While the Penske driver is ranked 10th in the standings, has five top-5 and seven top-10 finishes, Blaney’s season has been anything but consistent, especially compared to his teammates Brad Keselowski (No. 3 in points) and Joey Logano (No. 4) who have three and two victories, respectively.
He opened up the season with a crash at Daytona and finished 22nd for two consecutive races before reaching the top-5 at the next three tracks. However, his car then overheated at Fort Worth where he finished 37th, his worst result of this season. Since then, Blaney has reached the top-10 four times (along with four other top 20 finishes in the top 20) in a span of 10 races.
With a record like this, it invites one question of the 25-year-old — what’s going on?
“There’s something things that we’ve been able to control that we haven’t done the best job of kind of optimizing. But some things are out of your control,” Blaney said. “Things happen that you can’t really predict happening — flat tires or parts breaking, things like that ...
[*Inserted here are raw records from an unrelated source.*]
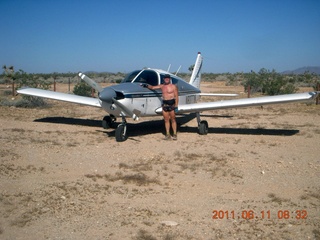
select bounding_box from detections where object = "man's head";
[163,74,171,84]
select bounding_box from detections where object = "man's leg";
[169,111,177,140]
[162,111,170,137]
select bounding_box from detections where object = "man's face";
[164,78,170,84]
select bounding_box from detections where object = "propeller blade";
[79,72,103,93]
[113,98,139,121]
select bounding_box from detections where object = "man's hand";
[140,83,149,88]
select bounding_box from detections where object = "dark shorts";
[162,99,176,112]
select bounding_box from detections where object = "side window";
[134,70,158,86]
[121,70,141,83]
[160,75,178,85]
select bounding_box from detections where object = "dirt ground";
[0,83,320,240]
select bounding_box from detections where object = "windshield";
[134,70,159,86]
[121,70,141,83]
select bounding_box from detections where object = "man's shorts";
[162,99,176,112]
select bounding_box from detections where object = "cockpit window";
[160,75,178,84]
[121,70,141,83]
[134,70,159,86]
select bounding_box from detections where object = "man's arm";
[174,85,179,107]
[147,84,162,90]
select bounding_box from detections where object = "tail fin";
[79,72,103,93]
[189,52,202,88]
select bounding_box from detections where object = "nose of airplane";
[99,87,117,103]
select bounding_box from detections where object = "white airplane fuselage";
[99,69,200,116]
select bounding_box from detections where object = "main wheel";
[199,120,208,135]
[116,124,128,142]
[102,116,116,129]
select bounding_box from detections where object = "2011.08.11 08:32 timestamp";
[212,210,308,220]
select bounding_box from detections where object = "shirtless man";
[146,74,179,140]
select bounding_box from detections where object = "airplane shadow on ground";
[34,114,299,138]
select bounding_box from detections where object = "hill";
[282,67,320,74]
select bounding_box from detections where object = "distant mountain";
[282,67,320,74]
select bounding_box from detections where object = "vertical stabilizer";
[189,52,202,88]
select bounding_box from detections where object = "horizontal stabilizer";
[17,88,101,107]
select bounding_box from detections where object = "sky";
[0,0,320,73]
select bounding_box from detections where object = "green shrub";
[73,81,92,97]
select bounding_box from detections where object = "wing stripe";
[17,88,101,107]
[179,92,317,113]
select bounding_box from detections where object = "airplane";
[17,52,319,142]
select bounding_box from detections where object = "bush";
[242,68,297,96]
[1,96,49,108]
[73,81,92,97]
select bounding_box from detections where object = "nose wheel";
[102,115,117,129]
[116,117,128,142]
[197,113,209,135]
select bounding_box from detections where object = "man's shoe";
[164,134,171,140]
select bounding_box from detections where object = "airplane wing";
[199,93,239,97]
[17,88,101,107]
[175,92,320,113]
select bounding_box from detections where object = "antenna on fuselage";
[167,64,171,72]
[174,65,181,76]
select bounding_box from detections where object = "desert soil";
[0,83,320,240]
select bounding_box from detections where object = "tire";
[116,124,128,142]
[102,116,113,129]
[199,120,208,135]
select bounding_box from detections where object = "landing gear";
[197,113,209,135]
[116,117,128,142]
[102,115,116,129]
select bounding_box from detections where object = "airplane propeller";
[79,73,139,142]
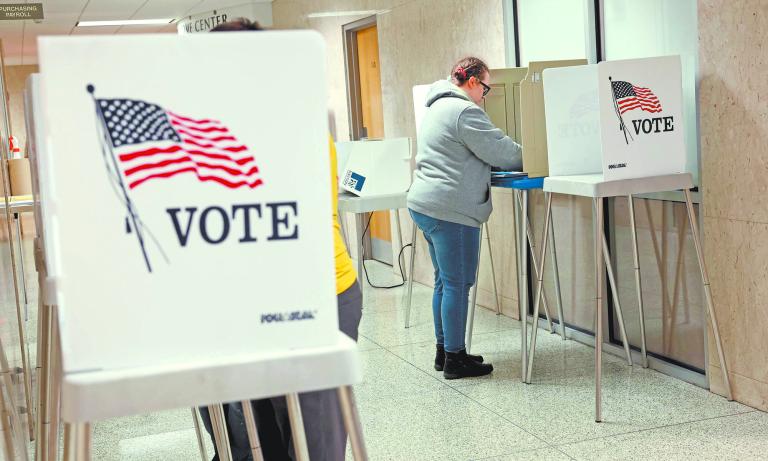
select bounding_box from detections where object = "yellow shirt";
[328,136,357,294]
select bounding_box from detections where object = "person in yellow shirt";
[200,18,363,461]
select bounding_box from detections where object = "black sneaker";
[443,351,493,379]
[435,344,483,371]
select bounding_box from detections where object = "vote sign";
[40,32,338,372]
[598,56,686,180]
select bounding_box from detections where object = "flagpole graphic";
[86,84,264,273]
[86,85,152,273]
[608,77,635,144]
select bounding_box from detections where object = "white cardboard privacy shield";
[544,56,686,181]
[544,65,603,176]
[39,32,338,372]
[598,56,686,180]
[336,138,411,197]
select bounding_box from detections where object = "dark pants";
[200,282,363,461]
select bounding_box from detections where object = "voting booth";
[526,56,732,422]
[544,56,686,180]
[31,31,363,459]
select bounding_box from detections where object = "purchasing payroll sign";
[598,56,686,180]
[40,32,338,370]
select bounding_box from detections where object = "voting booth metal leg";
[486,223,501,315]
[191,407,208,461]
[515,190,528,382]
[525,194,552,384]
[627,195,648,368]
[524,215,554,333]
[47,305,62,461]
[464,224,485,353]
[64,423,91,461]
[338,386,368,461]
[355,213,365,288]
[542,210,568,341]
[208,403,232,461]
[14,213,29,308]
[0,334,28,461]
[0,161,35,438]
[337,213,349,248]
[285,393,309,461]
[594,197,605,423]
[405,222,417,328]
[241,400,264,461]
[685,189,733,400]
[35,304,51,461]
[602,234,632,366]
[392,210,410,281]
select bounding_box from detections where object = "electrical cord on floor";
[360,213,413,289]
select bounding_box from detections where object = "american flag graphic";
[96,98,263,189]
[611,80,661,114]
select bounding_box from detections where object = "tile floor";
[85,264,768,461]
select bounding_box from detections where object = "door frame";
[341,15,377,141]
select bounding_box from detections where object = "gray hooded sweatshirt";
[408,80,523,227]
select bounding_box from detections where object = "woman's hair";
[451,56,488,85]
[211,18,264,32]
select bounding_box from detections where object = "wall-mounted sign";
[177,2,272,34]
[0,3,43,21]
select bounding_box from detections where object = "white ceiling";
[0,0,272,65]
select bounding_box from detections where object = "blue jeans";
[408,210,480,352]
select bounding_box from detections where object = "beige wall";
[699,0,768,410]
[5,66,38,152]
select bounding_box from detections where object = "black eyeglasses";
[477,78,491,97]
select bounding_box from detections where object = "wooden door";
[357,25,392,263]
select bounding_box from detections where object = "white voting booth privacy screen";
[544,56,686,181]
[35,32,338,373]
[336,138,411,197]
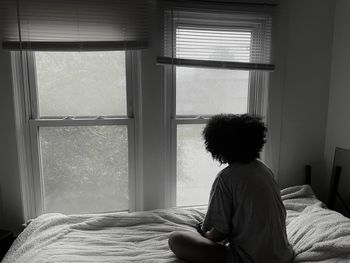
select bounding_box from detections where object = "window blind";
[157,6,274,71]
[2,0,150,51]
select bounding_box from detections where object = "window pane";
[176,124,223,206]
[35,51,126,117]
[176,67,249,115]
[39,125,129,214]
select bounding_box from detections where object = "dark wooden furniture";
[0,229,15,261]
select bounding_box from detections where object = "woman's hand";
[203,228,227,242]
[197,222,204,236]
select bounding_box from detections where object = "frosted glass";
[176,67,249,115]
[176,124,224,206]
[39,125,129,214]
[35,51,126,117]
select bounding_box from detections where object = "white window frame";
[164,17,269,207]
[11,51,143,220]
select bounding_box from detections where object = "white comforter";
[3,186,350,263]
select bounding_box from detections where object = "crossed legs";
[168,231,227,263]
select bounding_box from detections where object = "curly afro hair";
[203,114,267,164]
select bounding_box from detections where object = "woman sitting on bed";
[169,114,293,263]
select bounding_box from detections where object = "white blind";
[158,6,274,70]
[2,0,150,50]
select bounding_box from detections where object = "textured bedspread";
[3,186,350,263]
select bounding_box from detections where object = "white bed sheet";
[3,185,350,263]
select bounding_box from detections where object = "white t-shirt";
[203,160,293,263]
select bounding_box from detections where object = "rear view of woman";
[169,114,293,263]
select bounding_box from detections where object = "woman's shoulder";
[218,160,273,183]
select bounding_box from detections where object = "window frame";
[11,51,143,220]
[164,14,269,207]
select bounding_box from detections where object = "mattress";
[3,185,350,263]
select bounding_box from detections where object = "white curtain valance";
[1,0,150,50]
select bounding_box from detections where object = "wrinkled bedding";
[3,185,350,263]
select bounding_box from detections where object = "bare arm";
[203,228,227,242]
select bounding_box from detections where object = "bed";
[3,162,350,263]
[3,185,350,263]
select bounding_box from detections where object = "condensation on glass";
[35,51,126,117]
[176,124,224,206]
[176,67,249,115]
[39,125,129,214]
[34,51,129,214]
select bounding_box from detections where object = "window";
[17,51,137,214]
[158,10,271,206]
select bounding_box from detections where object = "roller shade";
[1,0,150,51]
[158,4,274,71]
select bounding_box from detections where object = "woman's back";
[203,160,293,263]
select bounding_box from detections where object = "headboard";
[305,147,350,217]
[327,147,350,217]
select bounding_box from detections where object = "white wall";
[323,0,350,202]
[0,0,334,233]
[270,0,334,200]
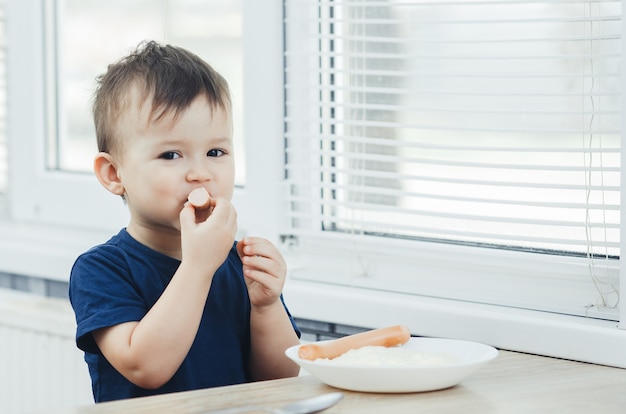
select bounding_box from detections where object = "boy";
[69,42,300,402]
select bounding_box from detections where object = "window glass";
[49,0,245,184]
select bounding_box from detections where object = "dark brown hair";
[93,41,231,152]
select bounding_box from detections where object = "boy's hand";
[180,198,237,275]
[237,237,287,307]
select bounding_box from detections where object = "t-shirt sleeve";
[69,246,147,353]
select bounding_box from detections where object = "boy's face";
[112,95,235,236]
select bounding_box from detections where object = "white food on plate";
[319,346,458,367]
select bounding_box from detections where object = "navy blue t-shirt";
[69,229,300,402]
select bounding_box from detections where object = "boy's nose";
[187,162,211,181]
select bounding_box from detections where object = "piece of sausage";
[298,325,411,361]
[187,187,211,208]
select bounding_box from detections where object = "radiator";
[0,289,93,414]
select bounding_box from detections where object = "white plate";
[285,338,498,393]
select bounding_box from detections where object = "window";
[276,0,623,368]
[7,0,245,230]
[46,0,245,184]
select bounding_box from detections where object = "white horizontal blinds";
[285,0,621,257]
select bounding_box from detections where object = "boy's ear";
[93,152,124,196]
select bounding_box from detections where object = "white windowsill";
[285,279,626,368]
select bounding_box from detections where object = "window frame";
[270,2,626,367]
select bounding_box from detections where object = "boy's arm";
[93,201,236,389]
[237,237,300,380]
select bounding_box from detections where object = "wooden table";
[48,350,626,414]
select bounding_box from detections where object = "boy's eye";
[206,149,225,157]
[159,151,180,160]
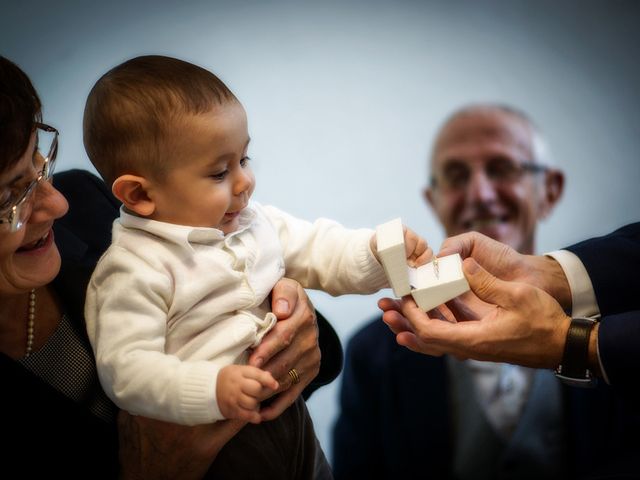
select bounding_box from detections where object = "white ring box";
[376,218,469,312]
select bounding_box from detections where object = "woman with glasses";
[0,56,341,479]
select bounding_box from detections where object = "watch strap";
[556,317,596,386]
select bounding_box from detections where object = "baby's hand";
[369,225,433,267]
[216,365,279,423]
[402,226,433,267]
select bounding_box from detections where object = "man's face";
[149,102,255,234]
[425,109,561,253]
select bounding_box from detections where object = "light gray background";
[0,0,640,464]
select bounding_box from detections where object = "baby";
[84,56,432,425]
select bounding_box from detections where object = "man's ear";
[540,168,564,218]
[111,174,156,217]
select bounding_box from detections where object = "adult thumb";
[462,257,510,305]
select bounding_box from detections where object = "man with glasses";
[333,104,564,479]
[0,123,58,232]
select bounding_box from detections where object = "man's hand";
[249,278,320,421]
[380,259,570,368]
[438,232,571,311]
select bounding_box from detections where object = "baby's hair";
[83,55,237,184]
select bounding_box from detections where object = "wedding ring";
[289,368,300,385]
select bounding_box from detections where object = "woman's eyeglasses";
[0,123,59,232]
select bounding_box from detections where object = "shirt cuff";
[545,250,609,383]
[545,250,600,317]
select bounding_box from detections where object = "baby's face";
[149,102,255,234]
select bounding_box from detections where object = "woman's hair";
[83,55,237,183]
[0,56,42,172]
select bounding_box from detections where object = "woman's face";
[0,132,69,295]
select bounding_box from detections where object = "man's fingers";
[462,258,512,306]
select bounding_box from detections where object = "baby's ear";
[111,174,156,217]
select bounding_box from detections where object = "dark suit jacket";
[333,224,640,480]
[568,223,640,388]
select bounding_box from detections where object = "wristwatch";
[556,317,597,387]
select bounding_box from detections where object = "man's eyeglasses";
[431,157,547,190]
[0,123,59,232]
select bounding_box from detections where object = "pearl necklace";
[25,288,36,358]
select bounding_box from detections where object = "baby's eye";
[210,170,229,182]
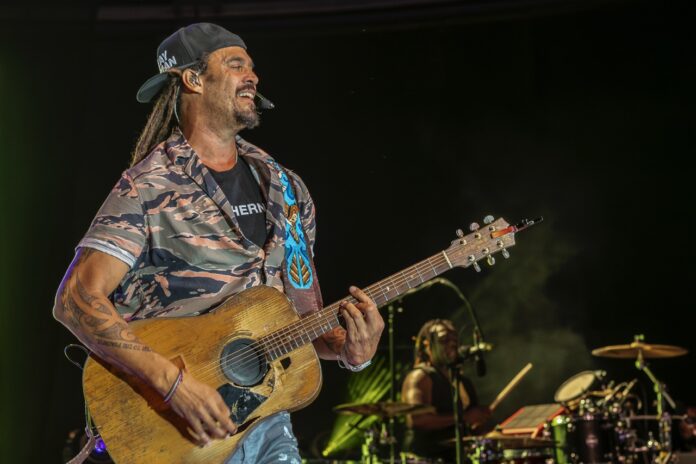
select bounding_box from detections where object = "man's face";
[201,47,259,129]
[430,324,459,365]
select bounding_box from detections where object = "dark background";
[0,1,696,462]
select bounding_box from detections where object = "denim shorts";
[225,411,302,464]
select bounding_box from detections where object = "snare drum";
[551,414,617,464]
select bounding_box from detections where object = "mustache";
[237,84,256,94]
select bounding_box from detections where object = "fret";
[442,250,452,269]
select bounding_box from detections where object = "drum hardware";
[442,431,554,464]
[333,401,435,464]
[592,335,688,464]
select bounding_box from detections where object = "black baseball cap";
[135,23,246,103]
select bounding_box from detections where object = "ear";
[181,68,203,94]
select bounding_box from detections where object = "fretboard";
[260,251,452,360]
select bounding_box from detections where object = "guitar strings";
[88,246,494,450]
[190,254,450,380]
[190,253,450,375]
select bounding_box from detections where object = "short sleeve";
[77,172,147,268]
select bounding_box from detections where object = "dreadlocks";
[130,54,208,166]
[413,319,455,365]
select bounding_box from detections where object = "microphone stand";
[439,278,486,377]
[450,364,462,464]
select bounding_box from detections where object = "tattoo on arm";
[323,327,346,354]
[62,249,152,351]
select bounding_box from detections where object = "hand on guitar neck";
[53,248,237,445]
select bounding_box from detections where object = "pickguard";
[217,383,268,424]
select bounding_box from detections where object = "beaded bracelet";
[164,369,184,403]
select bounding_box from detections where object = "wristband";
[164,369,184,403]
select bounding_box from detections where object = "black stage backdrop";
[0,1,696,462]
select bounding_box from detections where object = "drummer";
[401,319,491,461]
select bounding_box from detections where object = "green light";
[322,357,401,457]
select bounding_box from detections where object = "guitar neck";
[262,250,453,360]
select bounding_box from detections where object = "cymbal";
[334,401,435,418]
[592,342,689,359]
[442,430,554,449]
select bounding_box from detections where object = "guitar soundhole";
[220,338,268,387]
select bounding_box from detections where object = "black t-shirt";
[210,156,268,247]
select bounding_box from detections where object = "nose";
[244,68,259,86]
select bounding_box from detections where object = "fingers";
[349,286,384,330]
[215,392,237,435]
[172,376,237,445]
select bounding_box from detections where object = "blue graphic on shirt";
[268,160,313,289]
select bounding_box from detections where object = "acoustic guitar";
[83,216,535,464]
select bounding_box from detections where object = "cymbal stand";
[636,346,676,463]
[387,299,403,464]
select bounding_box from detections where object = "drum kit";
[326,336,687,464]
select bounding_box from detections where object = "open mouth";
[237,90,256,102]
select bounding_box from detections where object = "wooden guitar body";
[83,286,321,464]
[83,217,528,464]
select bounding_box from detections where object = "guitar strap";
[66,403,100,464]
[266,158,323,315]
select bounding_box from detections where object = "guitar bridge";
[217,383,268,424]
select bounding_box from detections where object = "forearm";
[54,273,179,394]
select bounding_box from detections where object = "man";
[53,23,384,463]
[401,319,490,462]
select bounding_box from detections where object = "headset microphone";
[256,92,275,110]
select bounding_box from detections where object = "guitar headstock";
[445,216,518,272]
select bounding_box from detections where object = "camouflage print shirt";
[78,130,320,320]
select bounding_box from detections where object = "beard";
[232,104,261,129]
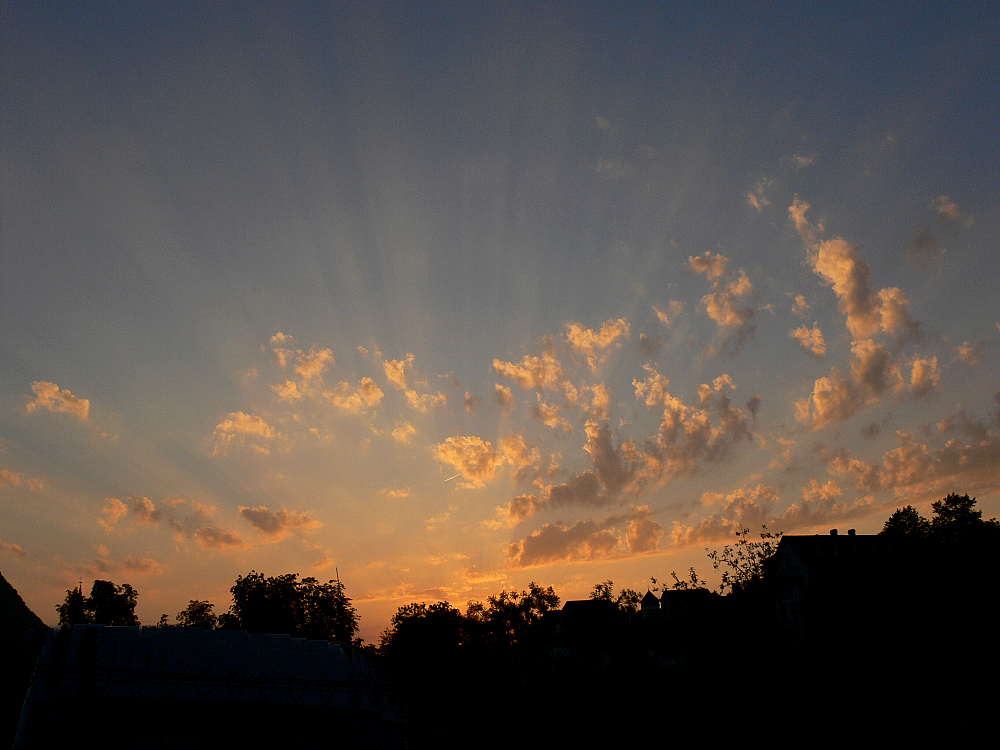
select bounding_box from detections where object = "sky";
[0,2,1000,641]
“When those things do happen, you sit back, try to figure out how to fix the problem so it doesn’t happen again. People make mistakes, drivers make mistakes, crews make mistakes all the time.”
Blaney, a Ohio native, isn’t a stranger to the racing scene. He was born and raised on the track, spending countless hours in the garage and traveling around the country with his father, retired NASCAR driver Dave Blaney. Watching his dad race made Blaney realize he wanted to do the same.
Since his start in the Monster Energy Cup series in 2014, Blaney only has two wins — Pocono in 2017 and Charlotte (Road) in 2018. He has been winless in 2019 despite having what Blaney describes as “the potential to win a few races.”
“That’s kind of the way it goes, but you try to learn from them, cut back on some mistakes, and try to keep learning and keep getting better,” Blaney said. “...This team is still kind of reaching their potential.”
The momentum seems to be building. Blaney has finished in the top 10 in each of the last three races — Michigan (9), Sonoma (3) and Chicago (6).
“It’s a big momentum sport, and just try to carry that momentum all the way, all the way through the year,” Blaney said. “You’re gonna have good days, you have bad days, but it’s about minimizing those bad days, making the most out of the good ones.”
Last week’s race showcased Blaney’s “reset mentality” as he fell a lap down after he blew a tire at the end of Stage 1. He then rallied.
“You’re bummed out about it for a little bit under caution but you just forget about it and reset,” Blaney said. “Focus on how to fix the problems instead of dwelling on it. That’s something that you try to keep in the back of your mind of ‘It’s done. It’s a done deal. You can’t fix it. I can’t go back.’
“So I go, ‘Alright, what’s the problem and how are we going to overcome this?’”
With the Coke Zero 400 at Daytona on Saturday night, Blaney has a chance to to make a comeback after his wreck on the same track at the beginning of the season.
“No one’s perfect, but you can pinpoint a lot of things and try to fix those problems,” Blaney said.
“Some of it is just luck, racing luck. We haven’t had the best racing luck this year. But you never know, that stuff may turn around here before you know it.”